On the afternoon of May 18, a recovering John Paul II was moved out of the intensive care unit and into his suite on the tenth floor, which included a waiting room, a bedroom, a bath, a second bedroom for Monsignor Dziwisz, and a large meeting room in which the Pope’s physicians, whom he took to calling “the Sanhedrin,” gathered from time to time to discuss the case.63 The local team was supplemented by an international group of specialists whom Cardinal Casaroli summoned from West Germany, the United States, France, Spain, and Poland—a prudent decision, given the intense international interest in the Pope’s situation, his surgery, and his post-operative treatment. The Pole was John Paul’s old friend and fellow kayaker, Gabriel “Gap?” Turowski, then the head of transplantation and immunology in the Department of Surgery at Kraków’s Copernicus Academy of Medicine.64 Turowski stayed in Rome three months, “keeping company with a suffering friend” and lending his professional expertise to the case. John Paul wrote Turowski’s wife, Bozena, thanking her for lending him her husband. The Turowskis were expecting a grandchild. Every day the Pope asked Gap? whether he was a grandfather yet, and when the positive answer finally came, sent a blessing to the baby and the parents.65
On May 20, John Paul, who had been fed intravenously since his surgery, had his first meal since his lunch with the Lejeunes a week before. After he ate some soup and an egg, he and Dziwisz said the “Te Deum,” the Church’s traditional hymn of praise. Three days later, the medical team issued a bulletin stating that the Pope’s
life was no longer in danger. The good news was shadowed by a mysterious fever whose cause baffled the doctors.66
The Pope was an active patient, determined to understand what was happening to him and to have a say in his care. He had Dr. Crucitti explain the anatomy and normal workings of the intestine and the way in which the colostomy compensated for his temporary disability. When the doctors gathered for a consultation in the meeting room of his suite, he would poke fun at them afterward: “What did the Sanhedrin say today? What did the Sanhedrin decide on my behalf?”67 He was joking, but the joke had edge on it. Part of the struggle of an illness, he once told his doctors, was that a patient had to fight to become “the ‘subject of his illness’ instead of simply remaining the ‘object of treatment.’”68 The dignity of the human person was not surrendered at the hospital door.

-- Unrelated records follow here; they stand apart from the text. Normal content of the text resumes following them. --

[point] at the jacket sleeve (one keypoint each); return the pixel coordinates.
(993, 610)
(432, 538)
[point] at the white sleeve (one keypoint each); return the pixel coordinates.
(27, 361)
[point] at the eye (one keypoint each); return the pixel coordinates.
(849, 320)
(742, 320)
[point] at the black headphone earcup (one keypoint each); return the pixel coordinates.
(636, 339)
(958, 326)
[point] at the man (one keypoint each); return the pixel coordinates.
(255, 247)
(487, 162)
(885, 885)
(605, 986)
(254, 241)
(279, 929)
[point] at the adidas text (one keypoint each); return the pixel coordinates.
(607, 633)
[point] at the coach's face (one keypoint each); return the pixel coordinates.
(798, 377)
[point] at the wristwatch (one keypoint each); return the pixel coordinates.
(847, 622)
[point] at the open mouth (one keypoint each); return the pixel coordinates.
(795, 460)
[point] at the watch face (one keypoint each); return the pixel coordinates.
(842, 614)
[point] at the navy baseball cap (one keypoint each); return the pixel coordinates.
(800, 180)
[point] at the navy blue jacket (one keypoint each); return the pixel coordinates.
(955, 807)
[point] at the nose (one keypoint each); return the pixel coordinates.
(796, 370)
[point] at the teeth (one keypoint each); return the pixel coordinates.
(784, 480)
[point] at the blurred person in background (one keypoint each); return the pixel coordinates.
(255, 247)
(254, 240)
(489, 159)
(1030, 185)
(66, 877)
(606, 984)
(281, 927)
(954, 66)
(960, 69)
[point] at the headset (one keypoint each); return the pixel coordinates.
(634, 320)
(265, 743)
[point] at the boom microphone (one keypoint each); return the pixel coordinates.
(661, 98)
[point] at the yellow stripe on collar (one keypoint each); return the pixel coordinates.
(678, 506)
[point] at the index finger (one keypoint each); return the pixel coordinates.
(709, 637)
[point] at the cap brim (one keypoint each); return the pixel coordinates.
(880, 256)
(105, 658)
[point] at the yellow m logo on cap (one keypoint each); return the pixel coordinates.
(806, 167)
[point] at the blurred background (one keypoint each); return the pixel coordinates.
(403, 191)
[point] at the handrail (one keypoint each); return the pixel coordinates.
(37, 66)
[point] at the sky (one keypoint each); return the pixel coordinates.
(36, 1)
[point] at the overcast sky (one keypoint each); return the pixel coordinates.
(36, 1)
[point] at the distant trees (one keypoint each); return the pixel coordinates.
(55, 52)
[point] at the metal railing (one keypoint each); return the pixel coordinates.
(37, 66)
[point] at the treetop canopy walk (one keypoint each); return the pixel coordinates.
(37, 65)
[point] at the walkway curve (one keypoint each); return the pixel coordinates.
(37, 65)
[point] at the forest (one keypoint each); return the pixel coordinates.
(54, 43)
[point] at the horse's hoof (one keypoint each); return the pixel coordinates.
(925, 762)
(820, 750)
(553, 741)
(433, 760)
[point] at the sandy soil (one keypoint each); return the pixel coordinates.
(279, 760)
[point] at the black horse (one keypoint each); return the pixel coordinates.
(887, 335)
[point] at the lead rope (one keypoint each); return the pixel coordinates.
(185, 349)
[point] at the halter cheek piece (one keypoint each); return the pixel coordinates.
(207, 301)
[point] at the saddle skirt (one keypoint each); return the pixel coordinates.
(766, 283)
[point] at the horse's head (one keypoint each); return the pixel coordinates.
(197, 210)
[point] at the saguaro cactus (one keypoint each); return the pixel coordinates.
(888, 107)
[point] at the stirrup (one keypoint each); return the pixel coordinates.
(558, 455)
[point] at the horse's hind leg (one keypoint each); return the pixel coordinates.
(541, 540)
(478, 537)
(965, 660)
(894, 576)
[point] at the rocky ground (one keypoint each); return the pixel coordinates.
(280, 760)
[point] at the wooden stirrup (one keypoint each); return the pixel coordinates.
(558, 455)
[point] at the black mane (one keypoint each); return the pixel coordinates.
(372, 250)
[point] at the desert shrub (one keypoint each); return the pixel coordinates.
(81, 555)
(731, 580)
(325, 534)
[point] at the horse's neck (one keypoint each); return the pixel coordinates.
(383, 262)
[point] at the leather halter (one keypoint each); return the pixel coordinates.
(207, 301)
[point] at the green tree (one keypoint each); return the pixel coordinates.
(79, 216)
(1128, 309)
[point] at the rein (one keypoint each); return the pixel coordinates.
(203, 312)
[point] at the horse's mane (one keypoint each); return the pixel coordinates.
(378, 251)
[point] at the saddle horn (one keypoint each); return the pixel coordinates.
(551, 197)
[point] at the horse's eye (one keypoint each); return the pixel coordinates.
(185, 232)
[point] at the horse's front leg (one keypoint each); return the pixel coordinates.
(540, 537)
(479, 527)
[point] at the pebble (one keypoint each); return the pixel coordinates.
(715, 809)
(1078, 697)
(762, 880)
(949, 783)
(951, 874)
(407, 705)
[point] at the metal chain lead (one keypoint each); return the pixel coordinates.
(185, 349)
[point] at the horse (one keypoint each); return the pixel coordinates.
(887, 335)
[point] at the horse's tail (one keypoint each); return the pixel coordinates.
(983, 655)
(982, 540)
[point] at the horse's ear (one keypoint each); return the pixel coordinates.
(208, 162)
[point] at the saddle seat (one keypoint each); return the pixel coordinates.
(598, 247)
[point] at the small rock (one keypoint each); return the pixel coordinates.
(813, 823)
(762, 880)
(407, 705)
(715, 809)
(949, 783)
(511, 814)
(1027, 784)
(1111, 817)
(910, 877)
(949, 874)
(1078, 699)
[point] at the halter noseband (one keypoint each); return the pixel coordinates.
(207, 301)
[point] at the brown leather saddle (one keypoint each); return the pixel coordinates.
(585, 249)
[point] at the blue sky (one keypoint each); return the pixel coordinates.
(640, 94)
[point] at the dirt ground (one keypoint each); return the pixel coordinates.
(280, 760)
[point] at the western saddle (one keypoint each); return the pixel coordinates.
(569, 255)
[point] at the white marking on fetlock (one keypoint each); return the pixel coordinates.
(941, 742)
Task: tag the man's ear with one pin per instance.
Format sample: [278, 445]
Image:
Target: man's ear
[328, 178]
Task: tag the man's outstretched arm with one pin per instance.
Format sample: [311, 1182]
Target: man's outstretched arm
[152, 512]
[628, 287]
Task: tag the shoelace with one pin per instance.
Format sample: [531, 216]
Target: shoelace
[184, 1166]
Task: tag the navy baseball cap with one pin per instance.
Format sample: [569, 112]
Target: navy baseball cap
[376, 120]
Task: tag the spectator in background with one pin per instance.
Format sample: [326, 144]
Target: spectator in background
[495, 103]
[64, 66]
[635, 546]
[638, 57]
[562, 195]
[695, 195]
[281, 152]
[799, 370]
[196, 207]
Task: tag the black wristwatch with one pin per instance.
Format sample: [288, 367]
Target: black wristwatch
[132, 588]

Neither were the responsibilities of the papacy. Another crisis was at hand in Poland, as the Primate, Cardinal Wyszyński, was dying. John Paul had sent Monsignor Dziwisz to Warsaw to visit the gravely ill cardinal on May 11 and 12. Dziwisz had returned with a letter for the Pope in a sealed envelope.69 Communication had continued by phone. Their last conversation took place shortly after noon on May 25. Wyszyński, in great pain, asked in short gasps of breath for the Pope’s blessing. John Paul, as if in homage to what the older man had said and done in his life, said that he blessed the Primate’s “mouth and hands.”70 The Primate died on May 28; John Paul said his evening Mass for him. Three days later, he followed the funeral ceremonies by radio, stopping to say his own Mass at the same time as the funeral Mass was being celebrated in Warsaw.